Well, I understand the temptation. But I am also quite sure that God is calling us to live out our faith as who we are – in other words, as an adult faith. A faith where we may sometimes long for the innocence of the garden; but where we also know in our heart of hearts that the loss of that innocence, the expulsion from the garden, even the eating of the apple itself, was not in the end wrong and evil, but is part of who we are meant to be: grown-ups, people who live their faith in a difficult and compromised world. People who know that there is a difference between good and evil, even if we don’t always know which is which in everyday life, and sometimes choose the evil anyway. People from whom God demands more than blind obedience, but that we should be responsible decision-makers, choosing what builds each other up.
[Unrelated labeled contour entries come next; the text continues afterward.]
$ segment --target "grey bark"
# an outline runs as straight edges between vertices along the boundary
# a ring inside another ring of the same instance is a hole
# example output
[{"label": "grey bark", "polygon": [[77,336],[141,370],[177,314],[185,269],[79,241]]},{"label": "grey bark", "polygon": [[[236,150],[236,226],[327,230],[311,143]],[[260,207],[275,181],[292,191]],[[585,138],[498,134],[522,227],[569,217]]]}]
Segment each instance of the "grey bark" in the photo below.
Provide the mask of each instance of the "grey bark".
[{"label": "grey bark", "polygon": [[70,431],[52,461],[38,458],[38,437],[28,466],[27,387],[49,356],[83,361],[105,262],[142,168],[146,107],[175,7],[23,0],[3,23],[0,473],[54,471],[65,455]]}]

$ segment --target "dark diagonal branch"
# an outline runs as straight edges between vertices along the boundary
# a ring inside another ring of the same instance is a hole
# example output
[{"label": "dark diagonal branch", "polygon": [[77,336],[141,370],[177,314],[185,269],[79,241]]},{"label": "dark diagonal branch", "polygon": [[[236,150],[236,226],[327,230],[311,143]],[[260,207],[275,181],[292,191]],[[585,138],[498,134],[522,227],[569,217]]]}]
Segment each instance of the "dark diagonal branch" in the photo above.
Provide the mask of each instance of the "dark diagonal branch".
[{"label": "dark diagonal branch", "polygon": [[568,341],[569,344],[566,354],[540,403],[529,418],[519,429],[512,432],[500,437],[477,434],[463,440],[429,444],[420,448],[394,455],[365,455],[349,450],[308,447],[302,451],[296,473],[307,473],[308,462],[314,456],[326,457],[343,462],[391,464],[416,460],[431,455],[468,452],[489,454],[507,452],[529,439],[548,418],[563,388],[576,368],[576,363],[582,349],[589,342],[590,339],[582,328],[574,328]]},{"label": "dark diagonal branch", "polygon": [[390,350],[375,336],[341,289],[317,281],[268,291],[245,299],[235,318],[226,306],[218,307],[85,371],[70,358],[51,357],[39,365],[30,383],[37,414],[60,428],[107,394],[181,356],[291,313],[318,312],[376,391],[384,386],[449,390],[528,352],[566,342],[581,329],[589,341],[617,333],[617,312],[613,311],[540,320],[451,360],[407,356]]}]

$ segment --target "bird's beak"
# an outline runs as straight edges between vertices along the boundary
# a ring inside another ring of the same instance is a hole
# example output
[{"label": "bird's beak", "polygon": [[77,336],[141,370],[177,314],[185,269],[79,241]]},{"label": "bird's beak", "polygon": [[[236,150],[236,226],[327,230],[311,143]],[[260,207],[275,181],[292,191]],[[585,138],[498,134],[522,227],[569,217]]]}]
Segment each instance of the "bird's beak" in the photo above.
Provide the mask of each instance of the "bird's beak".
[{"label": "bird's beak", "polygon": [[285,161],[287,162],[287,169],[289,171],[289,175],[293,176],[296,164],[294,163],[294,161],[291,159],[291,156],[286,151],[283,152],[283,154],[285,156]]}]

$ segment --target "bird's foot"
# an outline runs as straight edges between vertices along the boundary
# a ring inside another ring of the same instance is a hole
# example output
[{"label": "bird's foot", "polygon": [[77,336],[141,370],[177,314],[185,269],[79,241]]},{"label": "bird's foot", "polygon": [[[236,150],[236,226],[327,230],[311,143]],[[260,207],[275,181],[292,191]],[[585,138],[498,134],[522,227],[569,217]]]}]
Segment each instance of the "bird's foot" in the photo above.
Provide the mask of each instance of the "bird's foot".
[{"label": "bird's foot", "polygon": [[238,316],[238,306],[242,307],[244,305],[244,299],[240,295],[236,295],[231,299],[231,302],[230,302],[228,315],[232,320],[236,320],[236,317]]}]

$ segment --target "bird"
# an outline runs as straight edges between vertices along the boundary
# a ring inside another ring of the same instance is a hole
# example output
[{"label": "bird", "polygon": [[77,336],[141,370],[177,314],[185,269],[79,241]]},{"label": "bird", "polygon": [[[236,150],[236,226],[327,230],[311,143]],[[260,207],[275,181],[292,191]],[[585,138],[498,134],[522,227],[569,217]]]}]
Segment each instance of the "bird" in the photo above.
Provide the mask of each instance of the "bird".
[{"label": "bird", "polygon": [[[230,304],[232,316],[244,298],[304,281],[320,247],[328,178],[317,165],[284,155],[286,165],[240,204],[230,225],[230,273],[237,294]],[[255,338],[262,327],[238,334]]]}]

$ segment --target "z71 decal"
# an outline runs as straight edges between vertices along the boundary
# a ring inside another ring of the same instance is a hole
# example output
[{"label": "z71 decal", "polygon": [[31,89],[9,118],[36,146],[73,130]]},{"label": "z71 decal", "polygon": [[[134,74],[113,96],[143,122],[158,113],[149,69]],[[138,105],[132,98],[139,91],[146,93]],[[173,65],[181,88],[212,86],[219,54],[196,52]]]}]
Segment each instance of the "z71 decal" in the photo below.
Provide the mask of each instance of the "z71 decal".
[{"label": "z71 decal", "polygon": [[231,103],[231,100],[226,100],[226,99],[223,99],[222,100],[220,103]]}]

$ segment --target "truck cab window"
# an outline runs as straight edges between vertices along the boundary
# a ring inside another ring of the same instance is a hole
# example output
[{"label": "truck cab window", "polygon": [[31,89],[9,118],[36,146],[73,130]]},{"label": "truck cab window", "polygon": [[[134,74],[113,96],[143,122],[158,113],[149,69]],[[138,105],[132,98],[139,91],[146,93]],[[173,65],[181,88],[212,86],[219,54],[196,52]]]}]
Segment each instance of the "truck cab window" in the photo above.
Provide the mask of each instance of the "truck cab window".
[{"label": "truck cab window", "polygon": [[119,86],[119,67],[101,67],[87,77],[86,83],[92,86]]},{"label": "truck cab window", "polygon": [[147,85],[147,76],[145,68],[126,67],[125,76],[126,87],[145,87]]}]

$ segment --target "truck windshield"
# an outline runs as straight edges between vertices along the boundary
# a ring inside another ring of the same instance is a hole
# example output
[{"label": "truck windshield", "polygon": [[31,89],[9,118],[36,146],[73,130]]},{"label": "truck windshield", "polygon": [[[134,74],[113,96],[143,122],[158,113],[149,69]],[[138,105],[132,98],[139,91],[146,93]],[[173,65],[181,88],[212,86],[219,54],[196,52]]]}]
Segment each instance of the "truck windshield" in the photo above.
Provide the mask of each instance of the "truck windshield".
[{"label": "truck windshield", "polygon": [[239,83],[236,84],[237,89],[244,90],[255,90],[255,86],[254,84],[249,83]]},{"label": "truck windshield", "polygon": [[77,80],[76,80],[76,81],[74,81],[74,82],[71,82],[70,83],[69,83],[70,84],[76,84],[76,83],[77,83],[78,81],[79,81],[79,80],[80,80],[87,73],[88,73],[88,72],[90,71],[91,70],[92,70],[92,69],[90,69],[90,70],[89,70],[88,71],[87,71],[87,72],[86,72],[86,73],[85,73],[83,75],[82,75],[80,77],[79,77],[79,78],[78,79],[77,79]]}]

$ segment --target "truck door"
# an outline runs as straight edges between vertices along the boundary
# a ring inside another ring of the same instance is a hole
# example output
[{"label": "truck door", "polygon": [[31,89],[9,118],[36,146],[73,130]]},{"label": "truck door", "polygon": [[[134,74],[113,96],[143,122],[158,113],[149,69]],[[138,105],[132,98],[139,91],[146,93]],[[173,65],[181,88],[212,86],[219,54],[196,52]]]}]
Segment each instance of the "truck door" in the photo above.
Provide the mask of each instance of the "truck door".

People who seek knowledge, to help us better understand the world and act in it.
I fear the childish religion that glorifies the innocence of the garden and demonizes the hard world of adult faith has too long compromised our witness to the world around us. After all, why would any engaged thinking adult want to be part of a religion that tries to pretend we are still children, tries to hide from responsibility for the realities of this world.
Let us, finally, accept the Fall without moralizing it, accept that it is what it is, and so embrace our adulthood without regrets. Let us face the challenges of responsibility, of living our faith in a complex and compromised world. And, most of all, let us remember that we did not leave God behind in the garden; that he has accompanied us into the adult world, and calls us here to discipleship and service.